[Quantization][AutoTVM] Performance degradation of Quantization + AutoTVM vs FP on x86

tico · August 7, 2019, 11:59am

Hi,

I am trying to quantize and tune some TF models on x86. However, the performance results are extremely poor compare with the non-quantize version. The numbers are as follows:

First model
TVM FP32: 35.05ms
TVM int8 quantization: 80.ms
TVM int8 quantization + AutoTVM: 46.87ms
Second model
TVM FP32: 72.85ms
TVM int8 quantization: 159.33ms
TVM int8 quantization + AutoTVM: 112.39ms

What is the reason for such a bad performance? What can be done to try to improve performance?

@vinx13 Any ideas?

vinx13 · August 7, 2019, 1:41pm

I would suggest comparing performance of conv2d layer by layer to see if we can improve current int8 conv2d implementation. We can also check if the fusion result (after FuseOps pass) is optimal.

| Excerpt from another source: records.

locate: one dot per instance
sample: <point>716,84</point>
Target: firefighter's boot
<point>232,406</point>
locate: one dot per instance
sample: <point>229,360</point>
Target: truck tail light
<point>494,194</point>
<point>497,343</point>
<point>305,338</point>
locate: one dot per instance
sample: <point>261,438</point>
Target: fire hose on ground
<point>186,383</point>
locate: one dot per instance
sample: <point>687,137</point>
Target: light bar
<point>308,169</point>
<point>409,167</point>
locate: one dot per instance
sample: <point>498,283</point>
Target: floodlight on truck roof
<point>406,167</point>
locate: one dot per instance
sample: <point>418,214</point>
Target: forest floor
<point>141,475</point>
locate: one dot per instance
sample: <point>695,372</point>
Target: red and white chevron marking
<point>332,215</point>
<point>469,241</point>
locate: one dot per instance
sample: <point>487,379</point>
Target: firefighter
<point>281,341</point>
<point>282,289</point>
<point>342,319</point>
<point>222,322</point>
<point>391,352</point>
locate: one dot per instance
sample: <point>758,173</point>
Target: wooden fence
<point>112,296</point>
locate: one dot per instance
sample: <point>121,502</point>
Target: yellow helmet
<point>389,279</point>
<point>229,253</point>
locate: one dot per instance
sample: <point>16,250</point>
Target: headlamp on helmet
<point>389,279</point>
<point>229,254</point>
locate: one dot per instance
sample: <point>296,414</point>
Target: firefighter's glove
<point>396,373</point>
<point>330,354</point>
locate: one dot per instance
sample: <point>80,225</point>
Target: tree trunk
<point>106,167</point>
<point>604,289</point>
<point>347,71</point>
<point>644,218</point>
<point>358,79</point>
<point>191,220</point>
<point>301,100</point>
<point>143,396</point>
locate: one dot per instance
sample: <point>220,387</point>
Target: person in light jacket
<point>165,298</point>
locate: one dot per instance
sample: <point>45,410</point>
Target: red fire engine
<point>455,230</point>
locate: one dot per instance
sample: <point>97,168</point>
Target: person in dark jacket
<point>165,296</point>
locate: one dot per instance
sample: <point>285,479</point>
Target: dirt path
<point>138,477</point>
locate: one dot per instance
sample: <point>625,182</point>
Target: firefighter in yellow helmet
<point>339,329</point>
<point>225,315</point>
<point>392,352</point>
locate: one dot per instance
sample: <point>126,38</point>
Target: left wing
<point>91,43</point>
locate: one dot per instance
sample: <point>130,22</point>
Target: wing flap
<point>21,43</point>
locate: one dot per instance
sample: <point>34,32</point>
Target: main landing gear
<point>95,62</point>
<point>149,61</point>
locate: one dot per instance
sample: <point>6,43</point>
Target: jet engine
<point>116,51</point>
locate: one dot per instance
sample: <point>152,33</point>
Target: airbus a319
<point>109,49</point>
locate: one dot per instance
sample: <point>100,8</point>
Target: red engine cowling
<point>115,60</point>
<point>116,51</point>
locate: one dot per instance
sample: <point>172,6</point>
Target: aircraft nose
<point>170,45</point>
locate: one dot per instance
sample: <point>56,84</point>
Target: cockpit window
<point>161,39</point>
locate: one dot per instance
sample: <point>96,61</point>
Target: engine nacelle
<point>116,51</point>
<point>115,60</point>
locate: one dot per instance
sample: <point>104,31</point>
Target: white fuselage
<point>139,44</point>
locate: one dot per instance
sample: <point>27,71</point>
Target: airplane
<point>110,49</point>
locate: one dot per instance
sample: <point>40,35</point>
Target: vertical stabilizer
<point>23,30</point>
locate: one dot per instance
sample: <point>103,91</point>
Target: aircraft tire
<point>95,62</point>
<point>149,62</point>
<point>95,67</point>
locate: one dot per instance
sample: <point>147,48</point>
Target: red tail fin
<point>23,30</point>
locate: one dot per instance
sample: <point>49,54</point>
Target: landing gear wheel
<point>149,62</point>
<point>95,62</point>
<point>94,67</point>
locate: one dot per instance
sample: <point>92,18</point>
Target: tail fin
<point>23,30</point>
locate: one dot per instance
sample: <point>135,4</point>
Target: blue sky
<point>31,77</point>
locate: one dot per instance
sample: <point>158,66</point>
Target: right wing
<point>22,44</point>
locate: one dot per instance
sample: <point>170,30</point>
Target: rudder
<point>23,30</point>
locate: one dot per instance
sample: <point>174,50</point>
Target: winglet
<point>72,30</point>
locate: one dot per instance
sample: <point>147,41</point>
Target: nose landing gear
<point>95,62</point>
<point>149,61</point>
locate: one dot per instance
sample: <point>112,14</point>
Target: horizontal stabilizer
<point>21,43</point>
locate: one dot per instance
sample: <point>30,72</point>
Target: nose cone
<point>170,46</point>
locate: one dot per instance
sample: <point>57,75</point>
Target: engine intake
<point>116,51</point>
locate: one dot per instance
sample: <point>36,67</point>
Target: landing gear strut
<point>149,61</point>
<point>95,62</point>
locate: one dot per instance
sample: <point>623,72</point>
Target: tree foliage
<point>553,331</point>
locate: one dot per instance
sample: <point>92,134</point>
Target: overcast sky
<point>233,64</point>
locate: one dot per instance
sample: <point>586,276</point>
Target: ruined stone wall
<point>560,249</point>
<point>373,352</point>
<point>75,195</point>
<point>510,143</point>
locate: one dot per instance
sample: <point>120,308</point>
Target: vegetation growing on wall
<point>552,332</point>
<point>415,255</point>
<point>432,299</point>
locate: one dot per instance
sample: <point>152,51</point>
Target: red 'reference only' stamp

tico · August 7, 2019, 3:52pm

Thanks for the suggestions. I will compare every conv2d performance with the TVM profiler. Regarding the fusion result, how can we verify if it is optimal?

vinx13 · August 7, 2019, 4:17pm

you can check if there are anything fusible that are not fused

tico · August 8, 2019, 12:15pm

@vinx13

After checking the TVM profiler and compare with and without quantization it is clear that in the quantized version the fused convolutions are slower. Actually, are twice as slow as in FP.

Also I see that because of the data layout used, the added transposed operators are not quantized, which means that before and after every convolution there is the translation from INT fo FP. This of course adds a lot of overhead.

Do you have any suggestions or thoughts about this?

Thanks

vinx13 · August 8, 2019, 3:15pm

If you set all scales to be power-of-2, cast from int to fp can be avoided.

Re the performance degradation, @kevinthesun @janimesh might have idea?

tico · August 8, 2019, 3:25pm

You mean setting this parameter like this: global_scale=8.0,? Or what do you mean by scales?

vinx13 · August 8, 2019, 3:44pm

global_scale=8.0 or your custom scales in calibration

tico · August 8, 2019, 4:43pm

Ok and how go you set the custom scales during calibration?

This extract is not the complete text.